Datafeeds categories > your database

Icecube

Up 24h/day
Mar 14, 2007
1,169
9
0
Europe
if you import the feeds as they are into your database you come up with several names for the same category
how do you deal with the thousands of different categories you find in datafeeds from multiple merchants and networks?


I mean technically, do you create some kind of association between the feed categories and your own categories (hence having to check which categories are in each datafeed ) or do you create virtual categories using LIKE '%keyword%' queries?
 


There's no simple way to take care of this that I know of. It's going to be a bit labor-intensive if you're dealing with multiple datafeeds.

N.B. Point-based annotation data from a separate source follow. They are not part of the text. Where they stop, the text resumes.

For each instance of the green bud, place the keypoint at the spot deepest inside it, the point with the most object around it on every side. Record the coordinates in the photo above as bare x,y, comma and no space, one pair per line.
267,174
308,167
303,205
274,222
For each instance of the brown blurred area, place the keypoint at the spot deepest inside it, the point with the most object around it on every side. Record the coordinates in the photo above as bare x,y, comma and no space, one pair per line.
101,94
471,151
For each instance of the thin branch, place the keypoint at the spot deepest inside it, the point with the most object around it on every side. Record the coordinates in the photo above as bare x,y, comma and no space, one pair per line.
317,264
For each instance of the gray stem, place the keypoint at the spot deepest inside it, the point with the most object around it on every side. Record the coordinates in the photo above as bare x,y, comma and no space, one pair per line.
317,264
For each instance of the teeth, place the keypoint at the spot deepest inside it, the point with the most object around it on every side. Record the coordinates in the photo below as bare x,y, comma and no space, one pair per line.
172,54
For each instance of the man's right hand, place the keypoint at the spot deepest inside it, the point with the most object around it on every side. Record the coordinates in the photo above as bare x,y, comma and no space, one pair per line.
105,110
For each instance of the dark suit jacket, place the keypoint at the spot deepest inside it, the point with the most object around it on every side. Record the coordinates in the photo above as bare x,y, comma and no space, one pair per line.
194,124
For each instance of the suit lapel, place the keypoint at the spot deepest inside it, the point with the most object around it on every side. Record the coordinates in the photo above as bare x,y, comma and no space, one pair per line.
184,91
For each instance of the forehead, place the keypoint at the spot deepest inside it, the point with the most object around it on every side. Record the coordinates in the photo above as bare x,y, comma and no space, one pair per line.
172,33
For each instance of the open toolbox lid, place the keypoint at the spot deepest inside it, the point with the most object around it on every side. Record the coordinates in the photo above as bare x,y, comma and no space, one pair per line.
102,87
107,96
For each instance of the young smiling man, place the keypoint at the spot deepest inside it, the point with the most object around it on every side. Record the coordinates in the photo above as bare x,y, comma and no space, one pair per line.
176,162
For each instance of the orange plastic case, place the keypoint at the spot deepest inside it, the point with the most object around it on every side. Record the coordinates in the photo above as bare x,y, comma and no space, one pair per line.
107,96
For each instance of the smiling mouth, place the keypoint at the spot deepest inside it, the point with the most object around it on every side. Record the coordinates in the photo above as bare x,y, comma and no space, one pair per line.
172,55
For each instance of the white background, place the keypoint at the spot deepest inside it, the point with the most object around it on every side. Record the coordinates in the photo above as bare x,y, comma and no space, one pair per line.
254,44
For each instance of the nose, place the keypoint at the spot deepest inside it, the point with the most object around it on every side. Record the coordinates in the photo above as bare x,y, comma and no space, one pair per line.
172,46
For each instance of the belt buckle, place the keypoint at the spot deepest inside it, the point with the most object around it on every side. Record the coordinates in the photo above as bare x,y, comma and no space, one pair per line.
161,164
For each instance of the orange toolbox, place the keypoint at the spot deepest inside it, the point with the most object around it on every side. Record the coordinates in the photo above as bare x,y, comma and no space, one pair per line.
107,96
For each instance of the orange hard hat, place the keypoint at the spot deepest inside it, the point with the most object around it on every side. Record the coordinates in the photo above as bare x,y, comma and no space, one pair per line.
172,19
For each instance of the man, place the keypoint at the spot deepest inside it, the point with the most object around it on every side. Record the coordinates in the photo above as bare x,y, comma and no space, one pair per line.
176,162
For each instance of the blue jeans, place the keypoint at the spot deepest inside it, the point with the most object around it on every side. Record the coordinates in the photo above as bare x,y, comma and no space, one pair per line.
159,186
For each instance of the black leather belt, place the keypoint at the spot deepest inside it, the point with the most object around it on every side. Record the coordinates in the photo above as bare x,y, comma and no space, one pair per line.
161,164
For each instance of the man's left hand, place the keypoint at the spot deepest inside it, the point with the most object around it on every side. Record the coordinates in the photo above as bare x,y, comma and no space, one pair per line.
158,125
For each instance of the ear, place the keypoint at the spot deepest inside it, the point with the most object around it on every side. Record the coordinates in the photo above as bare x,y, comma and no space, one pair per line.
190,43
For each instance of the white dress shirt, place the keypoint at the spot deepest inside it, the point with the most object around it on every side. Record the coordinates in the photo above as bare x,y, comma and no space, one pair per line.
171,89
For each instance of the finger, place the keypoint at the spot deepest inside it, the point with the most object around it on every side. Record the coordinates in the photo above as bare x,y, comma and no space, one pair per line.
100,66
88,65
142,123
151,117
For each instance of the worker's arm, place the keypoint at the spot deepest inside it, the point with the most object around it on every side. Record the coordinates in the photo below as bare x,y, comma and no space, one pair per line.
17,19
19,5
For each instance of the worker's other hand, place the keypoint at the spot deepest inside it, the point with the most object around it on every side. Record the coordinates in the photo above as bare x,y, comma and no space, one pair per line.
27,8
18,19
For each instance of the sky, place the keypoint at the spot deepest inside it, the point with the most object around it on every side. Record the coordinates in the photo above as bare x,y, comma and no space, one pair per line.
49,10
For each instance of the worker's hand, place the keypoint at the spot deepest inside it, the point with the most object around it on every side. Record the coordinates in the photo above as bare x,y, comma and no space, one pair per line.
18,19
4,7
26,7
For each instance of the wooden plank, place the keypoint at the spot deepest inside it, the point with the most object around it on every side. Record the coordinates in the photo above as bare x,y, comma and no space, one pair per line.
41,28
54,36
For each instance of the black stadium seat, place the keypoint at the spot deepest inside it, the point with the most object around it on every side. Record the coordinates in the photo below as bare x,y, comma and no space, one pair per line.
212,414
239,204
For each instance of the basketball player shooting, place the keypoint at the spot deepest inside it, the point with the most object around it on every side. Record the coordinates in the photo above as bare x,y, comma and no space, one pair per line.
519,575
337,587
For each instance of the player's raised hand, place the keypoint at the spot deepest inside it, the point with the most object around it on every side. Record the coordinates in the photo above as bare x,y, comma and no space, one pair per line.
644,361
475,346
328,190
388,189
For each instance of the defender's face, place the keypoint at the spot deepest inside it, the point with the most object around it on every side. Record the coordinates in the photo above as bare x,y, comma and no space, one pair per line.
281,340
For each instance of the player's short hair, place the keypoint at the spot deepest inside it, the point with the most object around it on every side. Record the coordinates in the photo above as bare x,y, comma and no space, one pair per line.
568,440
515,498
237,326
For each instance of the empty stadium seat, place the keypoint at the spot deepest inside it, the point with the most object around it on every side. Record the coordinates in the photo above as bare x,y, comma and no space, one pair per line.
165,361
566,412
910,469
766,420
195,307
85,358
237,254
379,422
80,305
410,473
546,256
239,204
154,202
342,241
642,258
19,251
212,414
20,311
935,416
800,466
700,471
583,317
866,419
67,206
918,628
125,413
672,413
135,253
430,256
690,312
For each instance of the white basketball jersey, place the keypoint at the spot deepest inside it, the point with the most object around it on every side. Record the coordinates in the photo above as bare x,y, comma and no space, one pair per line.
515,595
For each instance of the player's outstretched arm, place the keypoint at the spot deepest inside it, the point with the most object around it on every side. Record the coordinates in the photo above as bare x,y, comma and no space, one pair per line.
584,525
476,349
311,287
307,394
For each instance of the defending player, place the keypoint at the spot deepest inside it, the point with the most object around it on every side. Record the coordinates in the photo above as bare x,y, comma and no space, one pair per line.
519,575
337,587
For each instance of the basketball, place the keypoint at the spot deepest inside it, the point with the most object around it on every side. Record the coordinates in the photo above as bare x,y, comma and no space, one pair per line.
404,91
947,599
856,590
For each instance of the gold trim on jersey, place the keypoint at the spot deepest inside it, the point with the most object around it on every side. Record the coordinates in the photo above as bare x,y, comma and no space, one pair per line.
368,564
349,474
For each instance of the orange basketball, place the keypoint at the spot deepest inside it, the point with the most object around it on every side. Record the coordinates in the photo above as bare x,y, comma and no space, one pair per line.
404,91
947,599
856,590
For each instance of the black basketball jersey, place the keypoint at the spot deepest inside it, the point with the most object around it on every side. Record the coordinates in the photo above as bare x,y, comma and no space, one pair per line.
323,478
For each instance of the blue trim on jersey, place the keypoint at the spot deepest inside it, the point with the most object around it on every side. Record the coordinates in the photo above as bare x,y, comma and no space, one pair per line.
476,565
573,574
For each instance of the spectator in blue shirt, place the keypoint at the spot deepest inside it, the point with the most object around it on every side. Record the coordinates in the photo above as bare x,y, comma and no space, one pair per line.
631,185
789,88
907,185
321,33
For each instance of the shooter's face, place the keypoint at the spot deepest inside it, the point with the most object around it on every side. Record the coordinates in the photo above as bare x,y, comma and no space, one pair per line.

The way I've done it in the past (when using multiple datafeeds, on the same site, with multiple cats) is upon parsing to use a LIKE to rename it to the "correct" name.

So let's say my site has "Men's Shirts". But datafeeds may have "Shirts (Men's)", "Shirts->Men's" (as a sub-cat), and "Shirts - Mens". If I'm working with the same merchants and I KNOW that these variations exist, I just hard-code my parser to look for the above cats and upon importing, give them all the category of "Men's Shirts".

If all of that seems like a hassle, just use one datafeed OR just say screw it and let it create the variations.

The more datafeeds, the more variations of category names, the more you're going to have to include logic within your script to sort it all out. And that requires a great deal of human interaction (i.e. you looking at all the datafeeds to see what the different names are).
 
A couple months ago I tried to d/l all of the ebay categories and ended up stopping on level 3 at 3000+; that's when I realized how easily my stuff could get clusterfuck'd as I add new sources.

The problem with using LIKE is that it is just going to pick up variations of the same word groupings (Men's Shirts, Shirts->Men)

Then you have to also come up with an algorithm to deal with things like 'clothing' vs 'garments', where you would have to group terms that refer to the same (by your definition) category.

Here's something I have been looking at- instead of assigning similar category names to the same group, use brand names and in some cases, even drill down into product attributes to assign categories.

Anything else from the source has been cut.